Abstract: We consider the task of recovering a pN-sparse vector planted in an n-dimensional random subspace of R^N, given an arbitrary basis for the subspace. We give an improved analysis of (a slight variant of) a spectral method proposed by Hopkins, Schramm, Shi, and Steurer (STOC 2016), showing that it succeeds when np << sqrt(N). This condition improves upon the best known guarantees of any polynomial-time algorithm. Our analysis also applies to the dense case p=1, provided that the planted vector has entries sufficiently different from Gaussian. Furthermore, we give a matching lower bound, showing that when np >> sqrt(N), a general class of spectral methods fail to detect the planted vector. This yields a tight characterization of the power of this class of spectral methods and may suggest that no polynomial-time algorithm can succeed when np >> sqrt(N).
Monday, September 27, 3:00pm (online)
Speaker: Michael Nussbaum (Cornell University)
Title: Asymptotic Inference in a Class of Quantum Time Series Models
Abstract: We consider a statistical model of a n-mode quantum Gaussian state which is shift invariant and also gauge invariant. Such models can be considered analogs of classical Gaussian stationary time series, parametrized by their spectral density. Defining an appropriate quantum spectral density as the parameter, we establish that the quantum Gaussian time series model is asymptotically equivalent to a classical nonlinear regression model given as a collection of independent geometric random variables. The asymptotic equivalence is established in the sense of the quantum Le Cam distance between statistical models (experiments). The geometric regression model has a further classical approximation as a certain Gaussian white noise model with the quantum spectral density as signal. In this sense, the result is a quantum analog of the classical asymptotic equivalence of spectral density estimation and Gaussian white noise, which is known for Gaussian stationary time series. Our result confirms a conjecture which arises from the form of the quantum Chernoff bound for binary hypothesis testing in the gauge invariant and shift invariant bosonian Gaussian state model.
Monday, October 4, 2:00pm (online)
Speaker: Richard Gill (Leiden University)
Title: Bell experiments, Bell-denialism, and the quantum Randi challenge
Abstract: John S. Bell’s 1965 theorem, as a piece of pure mathematics, states that the predictions of quantum mechanics cannot be reproduced by theories of a classical physical nature, respecting in particular notions of locality and realism. One can also apply the reasoning behind the theorem to the results of experiments, such as the famous experiment of Alain Aspect in 1981, and go a step further: modulo statistical uncertainty due to the finite amount of data, real laboratory results cannot be reproduced by any mathematical framework compatible with what is now called local realism. It’s not just about quantum mechanics. Aspect’s experiment, however, had a number of (at the time unavoidable) technical weaknesses. His data could be “explained” by classical, local and realistic processes. At last, four experiments in 2015 (one in Delft) were performed under such stringent laboratory conditions that only “metaphysical” loopholes (such as superdeterminism or retrocausality) remain viable. These “loophole-free” experiments formed the culmination of many years of progress in, step by step, circumventing various “technical” weaknesses of Aspect’s experiments, unavoidable at the time.

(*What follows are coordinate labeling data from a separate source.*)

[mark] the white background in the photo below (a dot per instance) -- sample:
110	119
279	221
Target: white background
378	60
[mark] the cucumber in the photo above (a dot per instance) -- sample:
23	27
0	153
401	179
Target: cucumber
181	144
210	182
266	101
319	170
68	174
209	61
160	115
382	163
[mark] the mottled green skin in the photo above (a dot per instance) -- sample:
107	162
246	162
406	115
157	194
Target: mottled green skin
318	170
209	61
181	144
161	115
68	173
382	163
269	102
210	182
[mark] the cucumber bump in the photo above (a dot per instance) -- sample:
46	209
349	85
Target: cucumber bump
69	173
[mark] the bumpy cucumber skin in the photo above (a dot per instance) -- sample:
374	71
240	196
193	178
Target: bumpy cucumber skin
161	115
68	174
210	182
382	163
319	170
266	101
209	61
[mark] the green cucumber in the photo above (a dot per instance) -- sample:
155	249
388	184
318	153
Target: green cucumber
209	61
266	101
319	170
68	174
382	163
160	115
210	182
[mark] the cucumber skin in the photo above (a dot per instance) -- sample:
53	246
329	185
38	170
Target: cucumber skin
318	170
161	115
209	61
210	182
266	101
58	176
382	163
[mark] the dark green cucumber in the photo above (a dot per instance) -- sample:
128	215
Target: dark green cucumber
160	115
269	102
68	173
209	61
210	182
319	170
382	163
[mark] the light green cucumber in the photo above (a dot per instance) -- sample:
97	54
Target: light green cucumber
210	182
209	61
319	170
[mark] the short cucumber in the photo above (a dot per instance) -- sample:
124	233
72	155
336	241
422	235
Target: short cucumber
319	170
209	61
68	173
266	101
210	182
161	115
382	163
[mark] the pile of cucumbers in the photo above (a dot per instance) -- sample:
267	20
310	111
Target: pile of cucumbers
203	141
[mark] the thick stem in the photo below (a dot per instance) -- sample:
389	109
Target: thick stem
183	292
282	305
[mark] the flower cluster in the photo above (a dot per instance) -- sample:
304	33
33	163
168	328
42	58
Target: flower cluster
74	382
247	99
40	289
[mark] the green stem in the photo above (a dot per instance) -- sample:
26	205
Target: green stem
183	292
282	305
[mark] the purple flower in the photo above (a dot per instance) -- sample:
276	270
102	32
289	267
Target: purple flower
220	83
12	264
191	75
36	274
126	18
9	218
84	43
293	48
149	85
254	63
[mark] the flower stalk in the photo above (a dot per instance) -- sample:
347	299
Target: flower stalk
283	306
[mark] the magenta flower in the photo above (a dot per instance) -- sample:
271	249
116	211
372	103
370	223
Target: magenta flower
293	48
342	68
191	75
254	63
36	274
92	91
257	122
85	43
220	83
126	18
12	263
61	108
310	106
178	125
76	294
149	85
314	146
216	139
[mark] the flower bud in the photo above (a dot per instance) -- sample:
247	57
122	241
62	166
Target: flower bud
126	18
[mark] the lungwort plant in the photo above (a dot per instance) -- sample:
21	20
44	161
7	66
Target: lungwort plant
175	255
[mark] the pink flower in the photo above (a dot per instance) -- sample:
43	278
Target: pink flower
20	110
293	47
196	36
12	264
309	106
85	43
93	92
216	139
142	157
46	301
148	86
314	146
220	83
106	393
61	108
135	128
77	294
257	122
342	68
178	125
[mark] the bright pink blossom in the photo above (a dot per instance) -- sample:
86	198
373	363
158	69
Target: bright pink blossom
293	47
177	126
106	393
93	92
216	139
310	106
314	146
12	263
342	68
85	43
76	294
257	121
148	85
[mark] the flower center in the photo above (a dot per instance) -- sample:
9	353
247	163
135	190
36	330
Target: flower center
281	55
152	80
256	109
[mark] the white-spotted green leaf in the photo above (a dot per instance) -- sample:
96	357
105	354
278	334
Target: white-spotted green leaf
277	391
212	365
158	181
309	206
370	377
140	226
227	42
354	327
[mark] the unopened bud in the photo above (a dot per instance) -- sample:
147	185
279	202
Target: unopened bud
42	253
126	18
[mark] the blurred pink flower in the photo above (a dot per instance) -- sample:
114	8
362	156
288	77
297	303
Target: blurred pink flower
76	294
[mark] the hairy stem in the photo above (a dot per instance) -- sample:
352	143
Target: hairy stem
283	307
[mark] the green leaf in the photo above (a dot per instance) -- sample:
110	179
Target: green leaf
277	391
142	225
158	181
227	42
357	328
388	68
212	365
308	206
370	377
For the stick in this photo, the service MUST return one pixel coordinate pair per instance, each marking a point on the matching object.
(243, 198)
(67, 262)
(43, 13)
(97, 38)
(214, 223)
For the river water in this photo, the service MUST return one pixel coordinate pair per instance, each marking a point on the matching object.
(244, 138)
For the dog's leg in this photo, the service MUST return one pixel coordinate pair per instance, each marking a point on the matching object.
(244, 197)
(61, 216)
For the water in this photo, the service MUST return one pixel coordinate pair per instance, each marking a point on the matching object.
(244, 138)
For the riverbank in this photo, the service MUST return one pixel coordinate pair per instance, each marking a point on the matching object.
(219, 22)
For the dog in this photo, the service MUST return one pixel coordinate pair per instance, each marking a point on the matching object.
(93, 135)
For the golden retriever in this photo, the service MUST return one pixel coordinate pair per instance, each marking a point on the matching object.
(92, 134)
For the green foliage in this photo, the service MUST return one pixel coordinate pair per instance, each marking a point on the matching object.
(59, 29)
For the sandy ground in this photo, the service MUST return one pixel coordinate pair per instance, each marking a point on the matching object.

I will give a short overview of this progress, focusing on statistical and probabilistic issues, and also speculating on what will happen next. There is still spirited opposition to Bell’s findings, and lively debate in the foundations of physics. Many believe that the problematic reconciliation of relativity and quantum theories is deeply connected to the issues raised by Bell. I will draw a connection with networked computer simulation models. One can forget about physics and see Bell’s theorem as an impossibility theorem in computer science concerning certain tasks to be performed in distributed fashion by networked classical computers. The task should, however, be achievable by quantum computers connected by quantum internet links!
Monday, October 11, 3:00pm (online)
Speaker: Jonathan Scarlett (National University of Singapore)
Title: Recent Developments in High-Dimensional Estimation with Generative Priors
Abstract: The problem of estimating an unknown vector (or image) from linear or non-linear measurements has a long history in statistics, machine learning, and signal processing. Classical studies focus on the "n >> p" regime (#measurements >> #parameters), and more recent studies handle the "n << p" regime by exploiting low-dimensional structure such as sparsity or low-rankness. Such variants are commonly known as compressive sensing. In this talk, I will overview recent methods that move beyond these explicit notions of structure, and instead assume that the underlying vector is well-modeled by a data-driven generative model (e.g., produced by deep learning methods such as GANs). I will focus primarily on theoretical developments, including upper and lower bounds on the sample complexity in terms of various properties of the generative model, such as its number of latent (input) parameters, its Lipschitz constant, and its width and depth in the special case of neural network models. I will also discuss some developments regarding non-linear models, geometric properties of the relevant optimization landscapes, and methods for fully general probabilistic priors.
Monday, November 8, 2:00pm
Speaker: Lorenzo Rosasco (Università di Genova & MIT)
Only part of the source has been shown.